Saskatoon is like a poor man's Winnipeg. And that's fucking sad. Can't say I really have a ton of affection for the town. I mean, its okay, but just okay is not worth an 8 hour fucking drive (almost smoke free dammit). You know what is worth an 8 hour drive? Spending the weekend with a really good friend who I don't get to see nearly enough. For that alone I award Saskatchewan

24 out of 25 warm fuzzy moments

It would have been 25 out of 25, but I can't forgive TacoTime.

Fuck TacoTime.


Jillian said...

LOL... excellent as usual.

I can't believe you busted out the song from "Best of the Best"...hahaha.

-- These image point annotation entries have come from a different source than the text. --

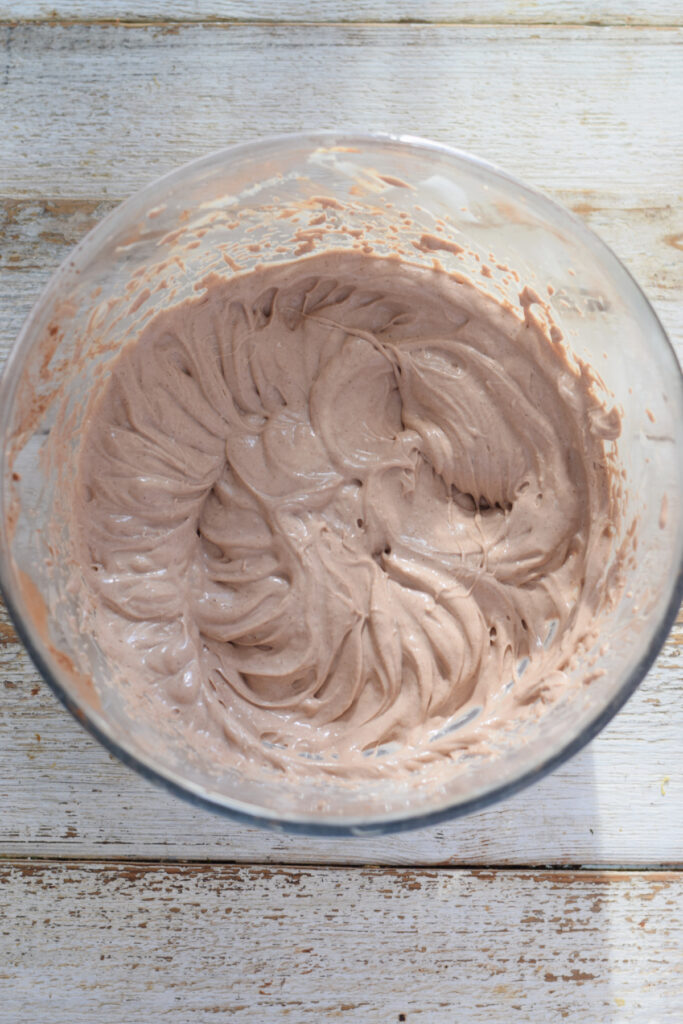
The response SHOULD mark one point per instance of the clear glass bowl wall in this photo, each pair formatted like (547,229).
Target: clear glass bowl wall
(223,205)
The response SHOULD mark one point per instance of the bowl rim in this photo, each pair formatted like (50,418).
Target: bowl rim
(244,812)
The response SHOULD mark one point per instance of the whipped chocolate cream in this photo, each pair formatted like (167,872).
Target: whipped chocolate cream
(341,505)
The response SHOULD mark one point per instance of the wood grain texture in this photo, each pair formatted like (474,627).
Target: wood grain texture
(619,802)
(645,231)
(205,943)
(90,111)
(594,12)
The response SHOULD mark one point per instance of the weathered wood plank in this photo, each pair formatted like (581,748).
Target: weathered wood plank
(644,231)
(95,110)
(619,802)
(595,12)
(197,943)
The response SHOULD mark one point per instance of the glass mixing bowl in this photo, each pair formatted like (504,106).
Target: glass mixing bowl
(251,203)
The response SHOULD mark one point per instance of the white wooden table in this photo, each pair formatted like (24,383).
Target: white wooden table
(121,903)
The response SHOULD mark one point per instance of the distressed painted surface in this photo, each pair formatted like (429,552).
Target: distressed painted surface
(645,231)
(594,12)
(89,113)
(619,802)
(92,110)
(222,943)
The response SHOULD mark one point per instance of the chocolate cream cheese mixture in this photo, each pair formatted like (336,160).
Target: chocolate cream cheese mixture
(339,506)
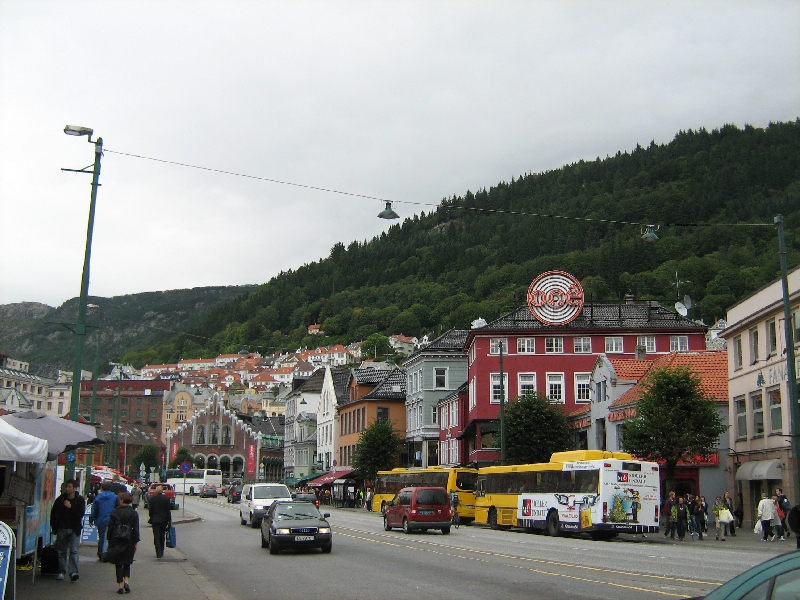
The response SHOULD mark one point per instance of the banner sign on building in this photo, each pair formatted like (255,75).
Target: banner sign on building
(555,298)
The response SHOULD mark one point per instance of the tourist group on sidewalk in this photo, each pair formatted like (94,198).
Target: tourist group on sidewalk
(691,515)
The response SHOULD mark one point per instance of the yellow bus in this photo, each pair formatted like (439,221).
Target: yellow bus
(453,479)
(592,491)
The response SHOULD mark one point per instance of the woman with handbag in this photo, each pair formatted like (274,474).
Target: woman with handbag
(123,535)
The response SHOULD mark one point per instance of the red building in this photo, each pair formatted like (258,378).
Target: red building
(550,346)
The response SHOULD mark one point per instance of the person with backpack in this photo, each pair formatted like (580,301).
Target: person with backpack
(123,536)
(785,506)
(102,507)
(66,519)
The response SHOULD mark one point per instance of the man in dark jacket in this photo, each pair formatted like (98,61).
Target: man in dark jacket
(102,507)
(160,519)
(66,519)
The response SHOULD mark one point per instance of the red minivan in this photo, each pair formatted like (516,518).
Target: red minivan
(419,508)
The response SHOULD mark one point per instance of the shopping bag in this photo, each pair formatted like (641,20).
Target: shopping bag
(172,538)
(725,516)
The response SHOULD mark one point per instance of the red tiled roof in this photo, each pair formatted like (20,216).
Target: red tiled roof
(629,369)
(711,367)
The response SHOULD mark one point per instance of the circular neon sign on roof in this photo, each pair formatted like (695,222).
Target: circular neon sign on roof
(555,298)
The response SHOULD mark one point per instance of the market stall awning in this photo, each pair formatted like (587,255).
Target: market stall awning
(18,446)
(329,478)
(760,470)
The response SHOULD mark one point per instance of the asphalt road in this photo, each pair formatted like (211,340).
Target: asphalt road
(472,562)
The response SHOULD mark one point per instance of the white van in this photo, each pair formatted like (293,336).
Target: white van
(257,498)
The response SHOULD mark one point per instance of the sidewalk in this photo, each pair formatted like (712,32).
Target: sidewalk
(171,577)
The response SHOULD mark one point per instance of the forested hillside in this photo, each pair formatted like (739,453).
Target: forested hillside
(33,332)
(474,255)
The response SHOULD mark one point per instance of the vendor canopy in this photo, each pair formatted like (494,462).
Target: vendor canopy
(18,446)
(61,435)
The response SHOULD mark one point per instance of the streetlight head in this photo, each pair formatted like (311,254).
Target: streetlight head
(76,130)
(388,213)
(650,234)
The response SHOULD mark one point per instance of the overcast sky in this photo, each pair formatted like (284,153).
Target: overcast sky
(411,101)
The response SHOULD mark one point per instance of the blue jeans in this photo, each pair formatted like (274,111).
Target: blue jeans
(67,544)
(102,531)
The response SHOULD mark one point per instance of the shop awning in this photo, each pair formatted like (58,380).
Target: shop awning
(329,478)
(760,470)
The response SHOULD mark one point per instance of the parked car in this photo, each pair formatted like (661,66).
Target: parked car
(209,490)
(257,498)
(169,492)
(234,493)
(778,577)
(419,508)
(307,497)
(295,524)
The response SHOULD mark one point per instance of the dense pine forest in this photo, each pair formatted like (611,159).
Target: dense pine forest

And nice to see a post from you! :-DD

Heather said...

I think the two of us have too many "food issues". At least we can laugh at each other for them. =D
I wish I had videotaped the rogue shopping carts I saw at the mall last week, slamming into parked cars. You would have enjoyed it.

Anonymous said...

Wow...I'm surprised you found sooo much to talk about from a trip to boring ass Saskatchewan and still make it seem interesting. Fuckn' place sucks! Too bad we couldn't just blow up Saskatchewan and somehow find a way to mend Alberta with Manitoba. Now, that would be a little more exciting...Fuck Saskatchewan and it's rolling hills! Save a horse, ride a cowboy...Ya! Lets go to Alberta!

Kris said...

Jillian - The moment definetly called for an epic song. Maybe a little overdone, but I stand by it. Thanks!
Heather - I think you know what you need to do. Push some carts into random cars and film it. You've teased me with it, so you pretty much have to ;)
Anonymous - Hate is the path to the darkside. Maybe we could crank call Saskatchewan or something, but blowing it up seems a tad excessive. Unless the Riders win another Grey Cup. Then its fair game.

candicem said...

When visiting Calgary a couple of years ago, I was told by my brother-in-law's girlfriend that we HAD to find a tacotime to try while we were out there. She made it sound like our fast food lives would not be complete without it.

Let's just say I kicked her scrawny ass when I got home. And then I shoved one of those lame-ass tacos down her throat.

She actually liked it but I still felt avenged.

CanadaDad said...

I agree that blowing up Saskatchewan would be a terrible idea. But for different reasons.

You know how groups of girls at the bar would always have that one ugly friend in the mix?

I believe they did it because compared to the ugly friend they appeared to be more attractive.

Well, I think of Saskatchewan as Manitoba's ugly friend. Without Saskatchewan Manitoba would be the "Country Bumpkin" province. Then it would only be a matter of time until people started referring to us as "Gappers".

That would be a travesty!!

Kris said...

CandiceM - I like the way you think. What's up with the hidden blog though? Let's have a little "I'll show you mine, you show me yours". Email me
CanadaDad - That is the greatest analogy in the history of the world. I love it.